Zellers, 43, becomes the third Republican to officially enter the governor's race, after businessman Scott Honour and Hennepin County Commissioner Jeff Johnson. All three hail from suburbs west of Minneapolis. Zellers and his wife, Kim, a public schoolteacher, have an 8-year-old daughter and a 7-year-old son. Zellers was born in North Dakota and got his start in politics as an aide to former Minnesota U.S. Sen.

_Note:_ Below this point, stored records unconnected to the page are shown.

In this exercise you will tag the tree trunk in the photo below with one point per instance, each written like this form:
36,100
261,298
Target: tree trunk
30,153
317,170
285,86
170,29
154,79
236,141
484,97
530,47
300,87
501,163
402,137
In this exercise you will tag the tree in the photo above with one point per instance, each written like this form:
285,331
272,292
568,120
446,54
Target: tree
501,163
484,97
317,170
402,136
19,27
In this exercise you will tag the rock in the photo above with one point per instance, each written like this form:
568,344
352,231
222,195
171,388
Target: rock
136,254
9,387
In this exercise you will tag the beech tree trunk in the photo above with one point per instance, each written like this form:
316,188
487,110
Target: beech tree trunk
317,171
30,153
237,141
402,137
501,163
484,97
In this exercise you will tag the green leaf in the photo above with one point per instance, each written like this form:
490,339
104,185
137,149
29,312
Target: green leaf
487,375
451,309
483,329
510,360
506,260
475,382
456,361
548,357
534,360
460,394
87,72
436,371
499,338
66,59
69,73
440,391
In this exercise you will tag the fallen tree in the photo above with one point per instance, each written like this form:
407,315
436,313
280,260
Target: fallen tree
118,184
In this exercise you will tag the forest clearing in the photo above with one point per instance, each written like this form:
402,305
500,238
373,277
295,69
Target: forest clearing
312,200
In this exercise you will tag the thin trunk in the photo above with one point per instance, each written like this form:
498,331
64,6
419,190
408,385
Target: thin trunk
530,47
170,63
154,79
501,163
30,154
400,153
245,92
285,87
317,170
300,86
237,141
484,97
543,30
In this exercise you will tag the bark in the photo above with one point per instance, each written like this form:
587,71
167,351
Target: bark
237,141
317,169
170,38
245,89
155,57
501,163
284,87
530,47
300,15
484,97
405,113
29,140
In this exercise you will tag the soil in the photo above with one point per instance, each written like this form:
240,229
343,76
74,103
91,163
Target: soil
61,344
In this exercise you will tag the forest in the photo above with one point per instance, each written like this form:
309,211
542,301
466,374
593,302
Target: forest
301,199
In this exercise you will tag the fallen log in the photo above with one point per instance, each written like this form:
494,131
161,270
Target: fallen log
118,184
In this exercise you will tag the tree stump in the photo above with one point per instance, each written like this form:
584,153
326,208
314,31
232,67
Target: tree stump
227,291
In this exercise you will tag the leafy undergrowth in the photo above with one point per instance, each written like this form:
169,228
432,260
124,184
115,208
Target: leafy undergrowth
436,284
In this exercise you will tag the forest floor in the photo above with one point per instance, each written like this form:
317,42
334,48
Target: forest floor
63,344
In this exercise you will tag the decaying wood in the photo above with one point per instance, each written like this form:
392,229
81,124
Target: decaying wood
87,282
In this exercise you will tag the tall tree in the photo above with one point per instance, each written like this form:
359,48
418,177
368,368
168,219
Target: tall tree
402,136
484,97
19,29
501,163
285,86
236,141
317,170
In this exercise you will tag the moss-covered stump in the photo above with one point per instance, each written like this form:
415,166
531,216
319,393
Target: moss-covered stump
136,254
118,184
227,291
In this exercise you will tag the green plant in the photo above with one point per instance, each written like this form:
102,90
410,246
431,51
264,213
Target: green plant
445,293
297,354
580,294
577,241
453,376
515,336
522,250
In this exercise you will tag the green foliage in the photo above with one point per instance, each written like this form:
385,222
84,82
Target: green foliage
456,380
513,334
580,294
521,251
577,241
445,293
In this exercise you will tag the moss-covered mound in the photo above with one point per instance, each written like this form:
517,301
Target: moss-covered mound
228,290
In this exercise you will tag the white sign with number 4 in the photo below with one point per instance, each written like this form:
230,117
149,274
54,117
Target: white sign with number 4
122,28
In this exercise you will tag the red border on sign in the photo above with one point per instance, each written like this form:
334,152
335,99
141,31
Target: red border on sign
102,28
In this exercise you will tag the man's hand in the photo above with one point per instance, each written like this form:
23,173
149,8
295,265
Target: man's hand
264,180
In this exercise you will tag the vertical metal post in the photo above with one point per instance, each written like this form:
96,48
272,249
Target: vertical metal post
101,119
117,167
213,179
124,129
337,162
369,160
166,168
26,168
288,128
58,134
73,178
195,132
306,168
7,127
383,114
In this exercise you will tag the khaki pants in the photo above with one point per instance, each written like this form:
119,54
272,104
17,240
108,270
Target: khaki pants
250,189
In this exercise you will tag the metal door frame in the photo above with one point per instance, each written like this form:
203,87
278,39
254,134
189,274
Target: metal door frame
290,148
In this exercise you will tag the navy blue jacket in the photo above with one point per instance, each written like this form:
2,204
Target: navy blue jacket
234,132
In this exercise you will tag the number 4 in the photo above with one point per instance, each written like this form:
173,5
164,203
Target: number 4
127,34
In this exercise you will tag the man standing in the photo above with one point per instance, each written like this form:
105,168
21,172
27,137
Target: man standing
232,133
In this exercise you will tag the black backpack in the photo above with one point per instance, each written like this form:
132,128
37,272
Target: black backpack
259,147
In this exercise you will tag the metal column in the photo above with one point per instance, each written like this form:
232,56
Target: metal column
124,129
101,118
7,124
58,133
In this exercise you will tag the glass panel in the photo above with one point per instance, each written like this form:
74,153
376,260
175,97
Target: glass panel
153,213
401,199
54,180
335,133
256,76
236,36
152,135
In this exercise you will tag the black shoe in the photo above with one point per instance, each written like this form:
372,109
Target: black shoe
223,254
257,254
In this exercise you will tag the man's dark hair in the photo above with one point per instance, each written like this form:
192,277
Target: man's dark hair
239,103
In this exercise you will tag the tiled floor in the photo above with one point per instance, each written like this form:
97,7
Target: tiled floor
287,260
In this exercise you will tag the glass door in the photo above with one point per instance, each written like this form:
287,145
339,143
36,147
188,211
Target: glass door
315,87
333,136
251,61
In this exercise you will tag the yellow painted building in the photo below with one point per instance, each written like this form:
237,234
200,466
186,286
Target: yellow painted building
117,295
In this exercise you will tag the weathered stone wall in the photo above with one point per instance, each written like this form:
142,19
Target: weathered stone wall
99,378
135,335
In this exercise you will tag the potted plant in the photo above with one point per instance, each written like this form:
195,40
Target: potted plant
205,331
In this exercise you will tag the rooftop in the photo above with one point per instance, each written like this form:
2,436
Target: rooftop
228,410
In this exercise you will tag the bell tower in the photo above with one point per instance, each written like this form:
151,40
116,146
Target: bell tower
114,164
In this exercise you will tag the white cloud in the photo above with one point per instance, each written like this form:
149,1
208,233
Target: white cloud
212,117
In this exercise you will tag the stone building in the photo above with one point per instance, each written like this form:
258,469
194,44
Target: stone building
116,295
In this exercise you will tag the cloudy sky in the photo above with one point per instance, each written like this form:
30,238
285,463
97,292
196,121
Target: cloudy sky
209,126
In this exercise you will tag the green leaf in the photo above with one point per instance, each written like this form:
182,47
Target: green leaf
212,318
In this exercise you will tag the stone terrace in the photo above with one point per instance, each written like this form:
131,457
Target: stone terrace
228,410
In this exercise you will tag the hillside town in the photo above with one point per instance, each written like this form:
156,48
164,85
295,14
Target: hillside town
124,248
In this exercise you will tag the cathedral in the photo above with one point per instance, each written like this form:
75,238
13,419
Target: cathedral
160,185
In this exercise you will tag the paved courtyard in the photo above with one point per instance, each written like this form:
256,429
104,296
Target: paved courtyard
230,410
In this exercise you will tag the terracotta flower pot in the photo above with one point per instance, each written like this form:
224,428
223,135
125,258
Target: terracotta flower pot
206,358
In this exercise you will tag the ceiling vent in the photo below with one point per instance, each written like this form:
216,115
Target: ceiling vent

Rod Grams.
The list of Republican entrants into the governor's race is likely to keep growing. State Sen. Dave Thompson of Lakeville told AP he plans to file as a candidate Monday and launch his campaign Wednesday. Another GOP senator, Julie Rosen of Fairmont, said Friday that she is "not ready to announce yet, but I'm getting very close." Further possible candidates include state Sen. David Hann of Eden Prairie and two other former House Republicans leaders, Matt Dean of Dellwood and Marty Seifert of Marshall.
Zellers said he would seek the GOP endorsement at the party's state convention next summer, but that he would run in the August primary regardless. Honour previously said he would run in the primary no matter what happens at the convention, and Zellers said that influenced his decision.
"I think the decision's already been made for all of us," Zellers said. "Minnesotans should have a fair choice on their candidate and a primary offers them that."
Associated Press reporter Brian Bakst contributed to this report.